Bicycle Commuter Profile: Alan B.

Bicycle Commuter Profile

Name: Alan Barnard
Location: Sacramento, CA, USA
Started bike commuting: On-and-off since 1983. Most recently full-time since early 2008.
Commute distance (one way): 6 miles on the bike, 25-ish on the train or bus.

Describe your commute: My multi-modal commute has three components. There’s the suburban leg that is mostly on quiet trails and backroads, there’s the bus/train leg which covers a majority of the distance, and finally, there’s the short urban hop from the train station to my workplace. The overall trip takes approximately 1.5 hours.

Describe your bike and accessories: My current primary commuter is the Civia Bryant shown here on the site. It’s mostly stock, with the addition of a Tubus Logo rack in the rear and a Pass & Stow porteur rack in the front. I recently swapped the BB5 disc brake calipers for a set of BB7 calipers. Eventually, I’ll probably upgrade the drivetrain to a Gates CenterTrack with an Alfine 11 internal gear hub. At that point, I may also add a dynamo hub up front.

I also sometimes ride a Brompton (shown above). I usually take it to work when I have errands to run downtown. It stores nicely at my workplace and I can take it inside with me instead of having to lock it up on the street.

What bit of advice would you like to share with new bike commuters?: Give yourself plenty of time and take your time.
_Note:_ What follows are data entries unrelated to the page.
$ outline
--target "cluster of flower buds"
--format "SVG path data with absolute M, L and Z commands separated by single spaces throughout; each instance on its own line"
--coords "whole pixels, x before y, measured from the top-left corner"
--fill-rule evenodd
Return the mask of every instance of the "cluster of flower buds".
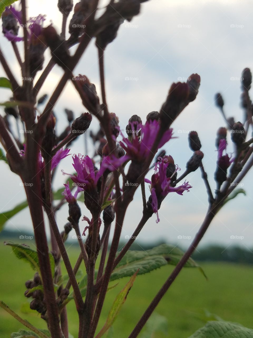
M 30 308 L 41 313 L 41 318 L 43 318 L 47 311 L 46 304 L 44 301 L 44 293 L 41 290 L 36 290 L 32 292 L 30 291 L 31 289 L 42 285 L 39 275 L 38 272 L 36 272 L 33 280 L 27 281 L 26 282 L 25 286 L 27 290 L 25 292 L 25 295 L 28 298 L 31 297 L 34 298 L 30 303 Z

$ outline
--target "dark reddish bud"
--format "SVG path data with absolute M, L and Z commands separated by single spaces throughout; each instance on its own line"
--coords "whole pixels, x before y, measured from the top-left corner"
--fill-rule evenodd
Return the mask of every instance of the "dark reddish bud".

Bike commuting should be fun and relaxing. There’s nothing that takes the joy out of it more than feeling rushed and late. Hurrying can also lead to poor riding habits such as running stop signs, cutting across lanes without carefully checking for traffic, etc.

[To add your profile to the collection, please visit our Bicycle Commuter Profiles page. —ed.]
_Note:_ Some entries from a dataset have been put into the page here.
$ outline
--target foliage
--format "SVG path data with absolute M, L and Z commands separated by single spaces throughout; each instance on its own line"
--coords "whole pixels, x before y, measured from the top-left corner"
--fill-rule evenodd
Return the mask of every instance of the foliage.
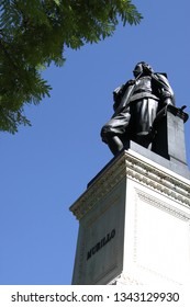
M 131 0 L 1 0 L 0 129 L 30 125 L 25 104 L 38 104 L 51 87 L 41 68 L 62 66 L 65 48 L 78 49 L 142 16 Z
2 Responses to “Bicycle Commuter Profile: Alan B.”

  • voyage says:

    @Alan

    As I understand and recall, there are bike lockers at your train/bus station where you can store the Civia for the day.

    On Brompton days you bring the Brompton onto your motorized mass mode and bring it into the city. How does that work for you in terms of hassle?

    Have you considered keeping a simple, fairly good folder such as the Dahon Speed Uno in your office so that you always have a bike available for little in-city runs, and have the Civia waiting for you when you get back, closer to home to make that last six miles?

    I ask not to criticize, but to understand and hopefully point out to people on the fence the flexibility that bikes coupled with good mass transpo can offer. What do you think?

  • Alan says:

    @voyage

    That’s correct; I often leave my full-sized bike in a locker at the train station.

    It’s actually no sweat bringing either the full-sized bike or the folder on the train. On my commuter train, the cars are outfitted with wall and floor bike racks. In the case of the Brompton, if the racks happen to be full, I can fold it and bring it upstairs with me. The main reason I bring the folder downtown is the limited storage and parking options.

    I like the idea of keeping a bike like the Dahon here at the office. That’s something to consider for the future.